Pydantic: How It's Just My Bread and Butter for Everything AI

By Mohammad Kaamil MirzaAugust 20, 20259 min readAI

Pydantic: How It's Just My Bread and Butter for Everything AI

TL;DR;
LLMs are basically fancy autocomplete on steroids that love to hallucinate when you need them to be precise. Pydantic is the adult supervision they desperately need to become somewhat trustworthy in the chaotic word salad that they produce (The LLMs), validating data that you can actually trust in production. It's become my go-to solution for literally everything AI-related, from simple data validation to complex multi-step ML pipelines.

1. "Problem with LLMs" - The illusion of autocomplete

These autocomplete machines have overtaken the world and are being used in way more areas than anyone would be comfortable with, especially software engineer, but it is what it is and it is here to stay. They are trained to predict the next token in a sequence and that's all they are good at, I mean extremely good at, they do not have any real understanding of anything and how do they mimic our work so well? That's a blackbox, still. As someone said, English is the hottest programming language, which sounds great on surface but a programming language? It would be absolutely terrible with no structure, no safety, nothing.

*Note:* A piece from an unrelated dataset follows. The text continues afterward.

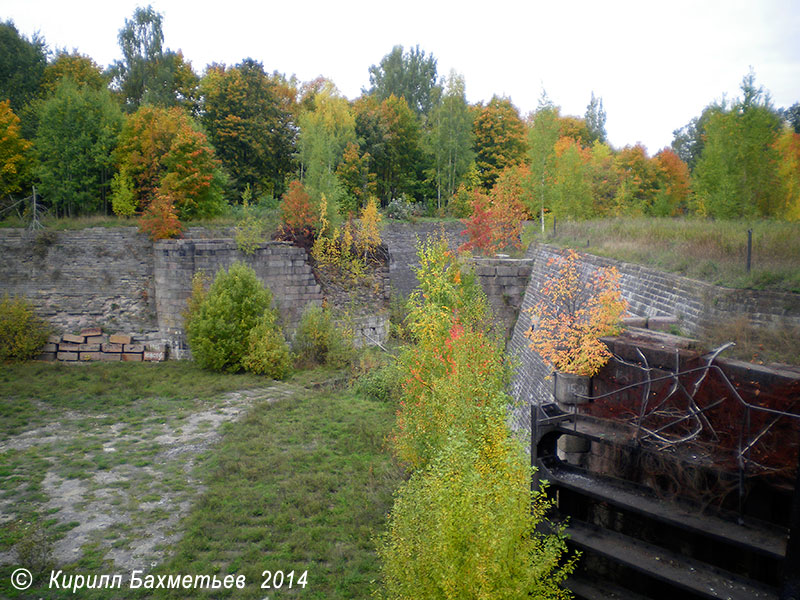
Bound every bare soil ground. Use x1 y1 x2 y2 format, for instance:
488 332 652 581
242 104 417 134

Why an issue? These LLMs are clueless statistical parrots that produce very believable and very convincing sounding text. When you ask LLM model to generate a json, it will give you something like

{
    "username": "kaamil",  // Should be a valid username
    "email": "mirzakaamil@gmail.com",  // Should be a valid email
    "preferences": null,  // Should be an array
    "confidence": 1.2  // Should be in the range 0-1
}

And something like this would be spewed out and it will be done with high confidence but it becomes a nightmare to deal with when making production apps because the username might not adhere to the right set of rules that have been laid out, email might not have the right domain, preferences could be all over the place and so on. I know what you are thinking, these things can be fixed with a beautifully crafted, well written prompt but that is the point, it's not a certainty but a high probability that the prompt would fix such stuff.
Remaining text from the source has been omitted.